In 1990, Moskvin initiated and organized the first exhibition in Russia of the Parisian Russian-language publishing house YMCA Press at Rudomino Library. This exhibition marked the beginning of the return to the homeland of the historical and literary heritage of the White émigré.

At Moskvin's suggestion, the publishing house Russian Way (general director) was created in 1991, and in 1995, with the support and participation of A. I. and N. D. Solzhenitsyn, N. A. Struve, and Moscow city authorities - Public library-fund “Russian Abroad” (now the state budgetary cultural institution “House of Russian Abroad named after Alexander Solzhenitsyn”).

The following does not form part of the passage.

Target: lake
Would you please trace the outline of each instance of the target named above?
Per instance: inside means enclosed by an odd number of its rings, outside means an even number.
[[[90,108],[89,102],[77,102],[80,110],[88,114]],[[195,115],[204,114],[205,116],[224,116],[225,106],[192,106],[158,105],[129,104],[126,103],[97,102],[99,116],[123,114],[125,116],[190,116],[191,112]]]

Candidate of Historical Sciences (dissertation topic “Censorship and distribution of foreign publications in Moscow (second half of the 19th - beginning of the 20th century)”.)

Moskvin is the author of a large number of scientific articles in Russian and foreign periodicals on the topic “Russian Abroad”.

Moskvin is a member of the jury of the Solzhenitsyn Prize (since 2009), a member of the council of the Moscow regional branch of the Imperial Orthodox Palestine Society, a member of the Book Publishing Council under the Government of Moscow, deputy chairman of the public council under the prefect of the Central Administrative Okrug of Moscow, a member of the Government Commission for the Affairs of Compatriots for abroad, member of the council of the Russian Historical Society, member of the public council of Rossotrudnichestvo, member of the supervisory board of the Moscow House of Compatriots, member of the Academic Council of the All-Russian Historical and Ethnographic Museum, member of the board of trustees of the Margarita Rudomino All-Russia State Library for Foreign Literature and member of the board of trustees of Tver State University.

Moskvin is on the list of Putin's confidants (No. 306, since February 7, 2012).